Tuesday, November 21, 2006

Collaborative Learning and Unschooling

Stephanie of Throwing Marshmallows writes in What We Are Up To:

” Hmmm…we don’t really sound very “unschooly” lately, but really the above does not take up a huge amount of time and it has come about from seeing what my kids need and working on finding resources that work for them. And it works…. I think that this is what Cindy means when she talks about collaborative learning. It is not totally child-led, but it is totally based on the needs of the child. It is not “no structure” but it is structure where it makes sense to have structure. And it feels like the right balance (for now) for us.”

Both Stephanie and Cindy have discussed the Right-Brained Visual-Spatial Learner, and because the description sounded like several of my kids, I checked out the book Right-Brained Children in a Left-Brained World: Unlocking the Potential of Your ADD Child by Jeffrey Freed. It is wonderful to read. My kids don’t seem to be ADD — he says the primary characteristics are distractibility and impulsive behavior, and they don’t seem to have those in greater degree than other kids we meet up with. But they are quite good fits with the other characteristics, and reading the book helped me see how to some extent I had naturally been able to provide them a good right-brained environment and also showed me some things I had been missing out on and could improve on. Cindy at Apple Stars has some suggestions on how to understand and guide right-brained learners, and the book has many more that sound exactly right and doable for my particular kids.
Anyway, it suddenly occured to my rather foggy brain (it’s 1:32 am here) that perhaps the collaborative learning component has something to do with the visual-spatial RB learner’s needs. The reason I’m wondering is that both Cindy and Stephanie mention that a collaborative form of unschooling has been the best suited for their family and children. Stephanie’s description of how she gives the children some structured things to do, but they consent to it though they have not suggested it themselves, is a description of how things have gone best in our household too.

I spent all last year pretty much radically unschooling. It was a leap of faith and trust for me, and it was difficult. It taught me a lot. When I write on this blog about math books and handwriting practice, and well, “assignments”, it makes me feel a bit uneasy, because it isn’t “pure” unschooling. But I am seeing that the kids respond to it.
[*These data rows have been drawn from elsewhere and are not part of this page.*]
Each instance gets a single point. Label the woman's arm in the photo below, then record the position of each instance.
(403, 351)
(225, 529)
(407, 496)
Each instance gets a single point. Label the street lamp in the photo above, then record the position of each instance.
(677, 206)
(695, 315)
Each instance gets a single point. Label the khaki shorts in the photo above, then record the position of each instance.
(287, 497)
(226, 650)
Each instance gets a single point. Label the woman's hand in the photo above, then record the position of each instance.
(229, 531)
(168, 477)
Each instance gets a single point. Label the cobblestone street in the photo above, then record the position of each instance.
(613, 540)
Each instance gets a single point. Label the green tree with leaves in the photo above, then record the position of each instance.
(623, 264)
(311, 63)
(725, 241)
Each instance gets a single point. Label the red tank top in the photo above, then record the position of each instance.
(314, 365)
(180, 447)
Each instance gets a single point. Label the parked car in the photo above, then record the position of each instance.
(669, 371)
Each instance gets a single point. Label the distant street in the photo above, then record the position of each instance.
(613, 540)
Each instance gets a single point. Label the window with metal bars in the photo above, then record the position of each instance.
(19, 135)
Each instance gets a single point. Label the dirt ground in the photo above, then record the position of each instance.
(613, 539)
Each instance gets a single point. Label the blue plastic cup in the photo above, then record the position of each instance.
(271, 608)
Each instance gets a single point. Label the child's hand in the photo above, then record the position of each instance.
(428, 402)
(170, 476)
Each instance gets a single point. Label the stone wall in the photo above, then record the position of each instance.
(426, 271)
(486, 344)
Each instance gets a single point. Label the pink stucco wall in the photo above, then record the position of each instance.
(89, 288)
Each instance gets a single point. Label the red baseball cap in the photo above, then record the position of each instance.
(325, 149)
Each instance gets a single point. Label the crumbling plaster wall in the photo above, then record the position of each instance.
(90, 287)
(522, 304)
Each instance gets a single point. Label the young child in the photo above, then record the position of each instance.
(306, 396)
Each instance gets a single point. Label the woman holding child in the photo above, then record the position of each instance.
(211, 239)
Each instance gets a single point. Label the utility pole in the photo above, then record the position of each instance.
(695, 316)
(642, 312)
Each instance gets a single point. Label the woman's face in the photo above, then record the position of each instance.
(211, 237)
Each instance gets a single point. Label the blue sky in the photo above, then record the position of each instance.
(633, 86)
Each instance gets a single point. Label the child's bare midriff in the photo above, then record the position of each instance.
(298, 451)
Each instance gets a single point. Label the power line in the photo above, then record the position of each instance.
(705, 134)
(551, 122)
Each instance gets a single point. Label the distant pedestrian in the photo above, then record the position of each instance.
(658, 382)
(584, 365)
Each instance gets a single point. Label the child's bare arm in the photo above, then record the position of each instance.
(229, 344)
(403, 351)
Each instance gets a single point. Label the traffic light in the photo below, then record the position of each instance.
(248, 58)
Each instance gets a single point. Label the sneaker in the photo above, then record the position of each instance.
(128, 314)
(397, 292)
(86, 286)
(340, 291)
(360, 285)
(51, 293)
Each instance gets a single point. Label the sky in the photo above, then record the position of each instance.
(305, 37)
So I like that word “collaborative”. Other unschooling friends of mine have used metaphors like “dancing”. I think sometimes of how I used to bounce Aidan on the mini-trampoline. He had sensory integration dysfunction and the bouncing really changed his mood, sometimes; it helped him organize. He did not ask for the bouncing, because he could not talk or even gesture for what he wanted — part of the source of his frustration was that lack of communication ability! but he responded to it, and it helped him.

I could see where it could be overdone — become a trap rather than a helpful support.
In the past, I too often worked my way into a structured trap. My kids would respond to a small amount of regular academics. So I’d pile on more and more incrementally, trying to get to where I sub-consciously thought we “should” be. Of course, they would then get overloaded. I am reading that “right-brained” learners don’t need the sequence and repetition that “left brained” ones do. So they would shut down. This happened in cycles. My conscious deschooling interim last year — not just default unschooling because I was pregnant or someone was in the hospital, but conscious “masterly inactivity” as Charlotte Mason calls it — was beneficial in breaking that pattern, and I want to continue that way. But the collaboration seems to strike sparks in our family learning patterns that just pure responsiveness doesn’t. These past weeks have gone so much better than the earlier parts of the year, when I felt we were just treading water and not going anywhere.

I have been reading a bit about Montessori recently, and possibly her idea of “normalization” applies a bit here. (the link takes you to a post on my other blog, when I was conversing back and forth with Kim of Starry Sky Ranch, who is a Montessori resource and mentor to me — and expecting her ninth child soon!). Kim wrote once about how her two young sons went through an intense phase of writing out copywork into little books. It may have been triggered by some sort of work she gave them to do, but the motivation became theirs and she described their absorption and focus on this activity and how peaceful they became during the process and afterwards.

I notice a sort of joyful peace with my kids when the work they are doing is not too much, not too little, and “just right” in kind (you can tell I’ve been reading Goldilocks and the Three Bears to Paddy recentlySmile). Obviously this is not happening all the time every day. For one thing, I make mistakes — break the rhythm of the dance, step on someone’s toe, lose my concentration. But the challenge of that dance– of doing my part in that collaboration — is very invigorating.